Watching All That’s Left of You, the painful but tender family portrait of a film, we can’t help but sense a “what if?” scenario. Specifically, what if the piece had been conceived and realized after the Gaza atrocity, instead of just prior? That timing might have entailed more rage and angst in a film that, despite its indignant treatment of Palestine over many decades, maintains a pilot light of humanity and family values.
The film, Jordan’s Oscar Submission this year, is the brainchild of Cherien Dabis as writer, director, producer, and also a star (as the mother). Dabis, who has worked extensively in television, including Only Murders in the Building, had this passion project waylaid by October 7 and Israel’s obliterating war on Gaza. It was delayed and forced to move locations to Jordan, Greece, and Cyprus.
Ultimately, the film succeeds in humanizing the people of the oppressed and battered nation, while going deep into the complex history of its struggles, through phases of what has been reasonably labeled apartheid and genocide.

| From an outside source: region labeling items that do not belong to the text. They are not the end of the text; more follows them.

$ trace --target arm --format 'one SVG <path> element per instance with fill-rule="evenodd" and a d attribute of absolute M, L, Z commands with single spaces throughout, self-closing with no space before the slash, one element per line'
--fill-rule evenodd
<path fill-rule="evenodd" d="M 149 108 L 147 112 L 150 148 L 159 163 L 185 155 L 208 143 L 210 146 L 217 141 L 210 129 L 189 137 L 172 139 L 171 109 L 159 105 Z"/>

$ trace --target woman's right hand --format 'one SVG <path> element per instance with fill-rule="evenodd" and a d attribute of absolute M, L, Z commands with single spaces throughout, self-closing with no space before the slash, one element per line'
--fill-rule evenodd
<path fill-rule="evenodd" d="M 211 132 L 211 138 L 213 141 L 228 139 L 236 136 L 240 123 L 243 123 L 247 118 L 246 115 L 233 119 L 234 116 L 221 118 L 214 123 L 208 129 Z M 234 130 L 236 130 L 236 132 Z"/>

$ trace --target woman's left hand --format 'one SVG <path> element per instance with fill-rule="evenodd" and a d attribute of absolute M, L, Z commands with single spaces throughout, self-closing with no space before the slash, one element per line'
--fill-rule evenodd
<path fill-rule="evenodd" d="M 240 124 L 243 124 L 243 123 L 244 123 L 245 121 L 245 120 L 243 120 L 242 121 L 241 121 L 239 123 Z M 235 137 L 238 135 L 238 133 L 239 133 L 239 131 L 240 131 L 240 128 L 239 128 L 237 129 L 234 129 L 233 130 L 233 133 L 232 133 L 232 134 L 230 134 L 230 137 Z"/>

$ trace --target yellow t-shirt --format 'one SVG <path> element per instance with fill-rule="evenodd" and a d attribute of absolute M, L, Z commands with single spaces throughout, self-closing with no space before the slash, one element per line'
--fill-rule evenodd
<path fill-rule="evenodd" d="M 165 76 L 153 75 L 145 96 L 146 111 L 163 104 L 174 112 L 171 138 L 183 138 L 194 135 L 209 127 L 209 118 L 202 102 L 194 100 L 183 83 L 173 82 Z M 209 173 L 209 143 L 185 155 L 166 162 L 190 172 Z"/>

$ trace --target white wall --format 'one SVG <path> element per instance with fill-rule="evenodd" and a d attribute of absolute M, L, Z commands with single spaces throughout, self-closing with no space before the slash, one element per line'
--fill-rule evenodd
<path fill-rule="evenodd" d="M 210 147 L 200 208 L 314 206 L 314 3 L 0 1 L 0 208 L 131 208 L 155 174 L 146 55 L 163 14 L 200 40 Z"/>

It also provides a valuable framework and chronology of the Israeli-Palestinian conflict, going back to the establishment of the Israeli state in 1948 and genocidal waves to the present.
To tell that battle-scarred story, combined with the empathetic narrative of a familial lineage through the years, expands its dimensions as a film both moving and informative. Rather than wade through the paces of a three-generation family epic, Dabis has wisely pared down to a lean and propulsive structure. Framing the almost 60-year span of the story, she bookends the telling with her mother character relaying the family — and, by association, national — saga in a conversation with a Jewish man. “I’ve never met people from the West,’ he tells her. “We are aliens,” she retorts, speaking a mouthful with the pithy comment.
The story logically begins with her son’s grandfather, who lost the family home in Orange Grove to Israeli occupiers in 1948. We progress through eras, protagonists, to 1988, with the seeds of young rage appearing in young Salim, and then to his more volatile, rage-filled late adolescence in 1990.
While it would make sense to portray the Palestinian tragedy in terms of waves of violence — on both sides — Dabis exercises admirable restraint. There are key scenes in which callously brutal young Israeli soldiers impose their sadistic will, but larger aspects of bellicose destruction are strategically avoided.
Dabis even poses questions about sovereignty and humanity throughout the story. For instance, if a Jew is the recipient of a Palestinian’s heart, are racial and religious lines crossed? That’s one of the many tacit pleas for peace and recognition of common humanity tucked into the folds of this engrossing film.
Another pressing question: Could there be an angrier sequel in the works, post-Gazan nightmare?